Rag Grounding
Reference
The public surface is RagCodeGenWorkflow, re-exported from
attune.workflows.
RagCodeGenWorkflow — attune.workflows.rag_code_gen
| Symbol |
Purpose |
RagCodeGenWorkflow(**kwargs) |
Construct the workflow (pipeline is lazily initialized on first execute). |
RagCodeGenWorkflow.execute(**kwargs) |
Async. Retrieve + generate. Honors query (required), k, depth, feedback, model, path (and deprecated cwd).
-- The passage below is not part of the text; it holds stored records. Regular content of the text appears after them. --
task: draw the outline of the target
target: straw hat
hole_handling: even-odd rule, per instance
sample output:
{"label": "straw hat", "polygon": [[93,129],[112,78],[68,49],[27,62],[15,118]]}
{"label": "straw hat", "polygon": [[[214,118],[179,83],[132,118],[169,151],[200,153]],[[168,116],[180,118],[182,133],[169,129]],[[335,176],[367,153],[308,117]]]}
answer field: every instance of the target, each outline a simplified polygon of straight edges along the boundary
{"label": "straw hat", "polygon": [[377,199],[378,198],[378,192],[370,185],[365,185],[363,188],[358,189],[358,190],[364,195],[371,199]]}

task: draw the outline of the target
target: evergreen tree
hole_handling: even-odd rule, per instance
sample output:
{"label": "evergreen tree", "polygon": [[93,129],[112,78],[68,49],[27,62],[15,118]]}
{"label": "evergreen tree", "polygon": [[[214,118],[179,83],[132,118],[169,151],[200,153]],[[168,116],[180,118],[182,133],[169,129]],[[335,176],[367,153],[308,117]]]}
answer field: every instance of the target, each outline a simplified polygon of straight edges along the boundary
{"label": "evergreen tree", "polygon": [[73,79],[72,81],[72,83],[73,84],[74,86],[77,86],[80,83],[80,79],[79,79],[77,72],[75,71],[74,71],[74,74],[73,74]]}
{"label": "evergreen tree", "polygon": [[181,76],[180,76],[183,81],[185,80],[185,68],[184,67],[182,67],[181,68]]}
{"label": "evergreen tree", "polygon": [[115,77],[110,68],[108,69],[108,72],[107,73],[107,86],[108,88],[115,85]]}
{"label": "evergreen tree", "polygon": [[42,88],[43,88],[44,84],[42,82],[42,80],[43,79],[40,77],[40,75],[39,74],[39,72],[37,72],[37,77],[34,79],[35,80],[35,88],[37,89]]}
Returns a WorkflowResult. |
RagCodeGenWorkflow.name |
The registered CLI slug, "rag-code-gen". |
RagCodeGenWorkflow.stages |
["retrieve", "generate"] — retrieve at CHEAP (zero-LLM), generate at CAPABLE. |
Depth → turns and budget
| Depth |
Max turns |
Budget cap |
Notes |
quick |
6 |
$2 |
Narrowest, cheapest. |
standard |
12 |
$10 |
Default. |
deep |
24 |
$25 |
Enables extended thinking. |
WorkflowResult fields read after a run
| Field |
Type |
Meaning |
success |
bool |
Whether the run completed. |
final_output |
Any |
Generated answer followed by a ## Sources citations block. |
summary |
str \| None |
Short overview. |
metadata |
dict |
query, depth, max_turns, citation (structured provenance), fallback_used, confidence, retrieval_ms, feedback_recorded. |
error |
str \| None |
Failure reason (e.g. missing query, bad k, unknown model, RAG retrieval failure). |
Entry points
| Surface |
Invocation |
| Python |
await RagCodeGenWorkflow().execute(query=<q>, k=<n>, depth=<d>). |
| CLI |
attune workflow run rag-code-gen --input '{"query": "<q>"}' [--depth ...] [--json]. |
| Skill |
/rag-code-gen in a Claude Code conversation. |
There is no dedicated MCP tool for this workflow.